The simulations in Fig. 3 are representative for all networks and parameters considered. Whenever \(q = 0.0\), the performance of the regulatory switch eroded in evolutionary time, but typically at a much lower rate in case of the more complex GRNs. Whenever \(q = 0.01\), the performance of the switch went back to levels above 90% and even above 95% for the more complex GRNs. Even for \(q = 0.001\), a sustained performance level above 75% was obtained in all cases.

Intriguingly, in the last two scenarios the performance level first drops rapidly (from 1.0 to a much lower level, although this drop is less pronounced in the more complex GRNs) and subsequently recovers to reach high levels again. Apparently, the GRNs have evolved a higher level of robustness, a property that seems to be typical for evolving networks8. For the simple GRN studied in Fig. 3, this outcome can be explained as follows. The initial network was characterized by the genetic parameters \(w_{N} > 0{, }w_{F} = - k{\kern 1pt} w_{N} {\text{ and }}T = c{\kern 1pt} w_{N}\) (see above), where \(w_{N}\) was typically a small positive number. In the course of evolutionary time, the relation between the three evolving parameters remained approximately the same, but \(w_{N}\) (and with it the other parameters) evolved to much larger values. This automatically resulted in an increasingly robust network, since mutations with a given step size distribution affect the performance of a network much less when the corresponding parameter is large in absolute value.

Costs of plasticity

Phenotypically plastic organisms can incur different types of costs68. In our simple model, we only consider the cost of phenotype-environment mismatching, that is, the costs of expressing the ‘wrong’ phenotype in a given environment. When placed in a high-fat environment, the preadapted GRNs in our simulations take the ‘right’ decision to switch off fat metabolism. Accordingly, they do not face any costs of mismatching. Yet, the genetic switch rapidly decays (as indicated in Fig. 3 by the rapid drop in performance when tested in an intermediate-fat environment), due to the accumulation of mutations.

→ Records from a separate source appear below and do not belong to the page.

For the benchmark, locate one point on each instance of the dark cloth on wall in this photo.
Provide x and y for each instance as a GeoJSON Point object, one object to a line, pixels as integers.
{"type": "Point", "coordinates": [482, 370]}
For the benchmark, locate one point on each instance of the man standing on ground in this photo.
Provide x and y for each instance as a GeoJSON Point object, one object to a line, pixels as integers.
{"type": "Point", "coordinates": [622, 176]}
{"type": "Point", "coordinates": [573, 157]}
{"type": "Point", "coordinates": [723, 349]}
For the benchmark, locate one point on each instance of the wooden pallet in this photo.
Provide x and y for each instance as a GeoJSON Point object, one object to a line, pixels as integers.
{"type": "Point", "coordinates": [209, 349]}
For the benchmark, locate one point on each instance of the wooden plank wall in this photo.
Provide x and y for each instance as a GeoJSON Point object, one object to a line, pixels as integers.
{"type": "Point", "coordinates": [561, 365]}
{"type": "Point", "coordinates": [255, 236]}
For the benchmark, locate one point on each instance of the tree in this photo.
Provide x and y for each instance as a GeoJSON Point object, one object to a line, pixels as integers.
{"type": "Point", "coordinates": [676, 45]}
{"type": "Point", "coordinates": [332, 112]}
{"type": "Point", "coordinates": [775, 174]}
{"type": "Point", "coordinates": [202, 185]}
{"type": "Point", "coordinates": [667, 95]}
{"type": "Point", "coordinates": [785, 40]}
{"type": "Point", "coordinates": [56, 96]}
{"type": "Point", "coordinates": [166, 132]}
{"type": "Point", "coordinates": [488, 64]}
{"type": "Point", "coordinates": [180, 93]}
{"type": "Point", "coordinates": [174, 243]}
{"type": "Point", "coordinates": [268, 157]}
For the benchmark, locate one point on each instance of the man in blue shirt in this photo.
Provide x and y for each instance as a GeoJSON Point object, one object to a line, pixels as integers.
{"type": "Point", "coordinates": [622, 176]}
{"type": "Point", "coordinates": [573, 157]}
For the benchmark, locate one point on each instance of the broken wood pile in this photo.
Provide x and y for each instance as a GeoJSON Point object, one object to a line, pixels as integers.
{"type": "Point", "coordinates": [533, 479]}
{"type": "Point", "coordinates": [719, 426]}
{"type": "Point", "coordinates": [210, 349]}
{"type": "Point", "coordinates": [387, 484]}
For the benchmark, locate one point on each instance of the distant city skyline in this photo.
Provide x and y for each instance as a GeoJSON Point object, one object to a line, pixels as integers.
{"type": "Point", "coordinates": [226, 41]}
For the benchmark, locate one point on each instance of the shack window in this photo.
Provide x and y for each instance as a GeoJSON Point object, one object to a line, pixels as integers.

It is not unlikely that there are additional fitness costs of plasticity, such as the costs for the production and maintenance of the machinery underlying plasticity68. In the presence of such constitutive costs, plasticity will be selected against when organisms are living in an environment where only one phenotype is optimal (as in the high- and low-fat environments in Fig. 4). This would obviously affect the evolutionary dynamics in Fig. 3, but the size of the effect is difficult to judge, as the constitutive costs of plasticity are notoriously difficult to quantify. In case of the simple switching device considered in our model, we consider the constitutive costs of plasticity as marginal, but these costs might be substantial in other scenarios.